Что же давала ему дружба с детьми? Материал для наблюдений? Не только.
«…пошлость как-то отошла от меня».
«…мне вдруг… стало так весело, так по-детски безбрежно и размашисто весело…»
«Странно, что отдыхать я могу только в среде детей…»
«я… показал им все игры, какие знал… эти два часа я вспоминаю, как самые счастливые в Киеве».
«…я много читал им своего – они внимательнейше слушали».
Итак, общение с детьми излечивало его от тоски; оно не только не утомляло, но возрождало его; оно отмывало его от пошлости (дети столь же редко бывают пошляками, сколь часто ими бывают взрослые). Он любил читать детям стихи и прозу; дети, верил он, самая восприимчивая к искусству, самая творческая аудитория на всем свете. В детях отчетливо соединялось для него все, чем он жил: повышенная восприимчивость к искусству, к природе, творческое отношение к жизни.

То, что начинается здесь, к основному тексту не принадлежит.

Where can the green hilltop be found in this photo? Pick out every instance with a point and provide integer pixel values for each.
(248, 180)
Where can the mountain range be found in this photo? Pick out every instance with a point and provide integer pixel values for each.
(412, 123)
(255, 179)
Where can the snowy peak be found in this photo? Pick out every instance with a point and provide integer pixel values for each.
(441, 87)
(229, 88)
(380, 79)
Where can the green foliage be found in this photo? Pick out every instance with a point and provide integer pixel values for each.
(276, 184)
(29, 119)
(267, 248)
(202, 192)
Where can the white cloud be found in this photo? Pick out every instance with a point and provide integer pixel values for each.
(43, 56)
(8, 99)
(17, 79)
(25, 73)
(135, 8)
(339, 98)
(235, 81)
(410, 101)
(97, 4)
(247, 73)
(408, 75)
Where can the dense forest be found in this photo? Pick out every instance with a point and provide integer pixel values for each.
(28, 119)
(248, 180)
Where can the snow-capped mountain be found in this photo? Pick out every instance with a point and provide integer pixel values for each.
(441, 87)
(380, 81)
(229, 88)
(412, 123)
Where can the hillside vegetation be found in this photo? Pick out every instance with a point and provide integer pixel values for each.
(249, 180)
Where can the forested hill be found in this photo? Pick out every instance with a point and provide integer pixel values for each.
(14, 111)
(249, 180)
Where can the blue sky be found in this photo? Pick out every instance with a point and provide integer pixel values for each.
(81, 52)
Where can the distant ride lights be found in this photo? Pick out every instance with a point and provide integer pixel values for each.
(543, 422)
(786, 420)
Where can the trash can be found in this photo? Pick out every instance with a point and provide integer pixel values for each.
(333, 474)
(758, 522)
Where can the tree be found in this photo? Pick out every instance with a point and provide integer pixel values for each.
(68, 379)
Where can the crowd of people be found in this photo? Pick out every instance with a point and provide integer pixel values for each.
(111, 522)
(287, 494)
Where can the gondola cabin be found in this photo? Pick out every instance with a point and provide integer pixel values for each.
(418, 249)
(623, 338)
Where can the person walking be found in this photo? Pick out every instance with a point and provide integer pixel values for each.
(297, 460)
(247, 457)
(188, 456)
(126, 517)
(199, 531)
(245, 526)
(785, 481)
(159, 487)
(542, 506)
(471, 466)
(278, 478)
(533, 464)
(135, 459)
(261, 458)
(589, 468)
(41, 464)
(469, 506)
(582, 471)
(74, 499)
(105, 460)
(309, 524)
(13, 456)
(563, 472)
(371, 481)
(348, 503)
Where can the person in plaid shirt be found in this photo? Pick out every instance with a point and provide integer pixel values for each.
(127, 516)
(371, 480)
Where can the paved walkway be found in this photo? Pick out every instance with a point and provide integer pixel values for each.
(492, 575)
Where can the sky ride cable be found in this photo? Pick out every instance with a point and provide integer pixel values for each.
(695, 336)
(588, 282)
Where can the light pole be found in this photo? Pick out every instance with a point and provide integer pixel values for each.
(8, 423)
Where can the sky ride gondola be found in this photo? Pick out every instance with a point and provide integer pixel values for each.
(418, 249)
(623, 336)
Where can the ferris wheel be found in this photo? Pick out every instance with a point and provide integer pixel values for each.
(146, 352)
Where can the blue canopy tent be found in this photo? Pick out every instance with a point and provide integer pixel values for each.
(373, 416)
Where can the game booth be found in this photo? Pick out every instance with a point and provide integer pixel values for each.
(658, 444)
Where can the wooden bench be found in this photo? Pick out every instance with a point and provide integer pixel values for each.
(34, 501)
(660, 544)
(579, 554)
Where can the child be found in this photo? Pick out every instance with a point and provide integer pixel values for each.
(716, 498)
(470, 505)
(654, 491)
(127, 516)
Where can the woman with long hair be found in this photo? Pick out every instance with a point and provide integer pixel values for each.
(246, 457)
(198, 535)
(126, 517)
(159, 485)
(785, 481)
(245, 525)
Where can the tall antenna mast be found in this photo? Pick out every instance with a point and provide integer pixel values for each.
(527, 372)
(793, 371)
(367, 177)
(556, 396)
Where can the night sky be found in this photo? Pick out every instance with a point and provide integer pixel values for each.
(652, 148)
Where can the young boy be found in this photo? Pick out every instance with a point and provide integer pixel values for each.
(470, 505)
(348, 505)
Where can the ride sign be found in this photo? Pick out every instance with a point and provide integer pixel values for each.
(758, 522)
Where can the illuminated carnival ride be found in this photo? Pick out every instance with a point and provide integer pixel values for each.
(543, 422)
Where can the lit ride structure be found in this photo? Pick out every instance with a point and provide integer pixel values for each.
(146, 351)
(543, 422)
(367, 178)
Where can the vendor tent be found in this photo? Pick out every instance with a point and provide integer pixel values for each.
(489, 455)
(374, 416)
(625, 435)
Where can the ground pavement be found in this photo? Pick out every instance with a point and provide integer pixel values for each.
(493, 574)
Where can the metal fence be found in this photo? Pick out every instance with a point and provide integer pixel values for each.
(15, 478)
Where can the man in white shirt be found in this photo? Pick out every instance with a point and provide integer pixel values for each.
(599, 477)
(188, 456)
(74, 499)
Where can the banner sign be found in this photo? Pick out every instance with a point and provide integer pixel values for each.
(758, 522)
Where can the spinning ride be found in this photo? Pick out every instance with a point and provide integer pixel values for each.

«…я никогда ни в одну женщину не был так влюблен, как в этих ясноглазых друзей. Во всех сразу».
Влюблен в тех школьников, которые весело лазили по деревьям, а потом слушали его чтение – как мы когда-то лазили по деревьям, а потом слушали его чтение, только не среди леса, а на морском берегу.
И вдруг среди его записей появилась одна, совсем для него необычная, непохожая на все остальные, словно сделана была не им, не тем стариком, которому с детьми становилось «безбрежно и размашисто весело», а другой старик, и не старик, а старец, великий, хмурый, бессмертный, ополчившийся на художество во имя гневной проповеди добра, оторвавший художество от проповеди, продиктовал ему эти строки:
«…по-настоящему мне следовало бы бросить всю литературу – и заняться детьми – читать им, рассказывать, развивать их, звать их к достойной человеческой жизни, а без этого – одна раздача книг – бесполезна».
Эти строки промелькнули и не повторились более. Конечно, он всегда сознавал, что в библиотеке одна раздача книг недостаточна, и потому устраивал два раза в год «Костры» при участии актеров, акробатов и поэтов и постоянно упорно просил интеллигентных людей всех профессий, окружавших его, приходить в библиотеку, беседовать с детьми.
Это он совершал и до приведенной мною столь необычной записи, и после нее. Но «бросить всю литературу», то есть собственный литературный труд, и заняться детьми, только детьми, как сказано в этой записи, – он не мог. На такое самоотречение у него никогда не хватило бы сил. Литература, художество, книги, чужие и собственные, были для него и остались до конца дороже всего на свете. И как бы он ни был занят детьми – литературным трудом он был поглощен с головой.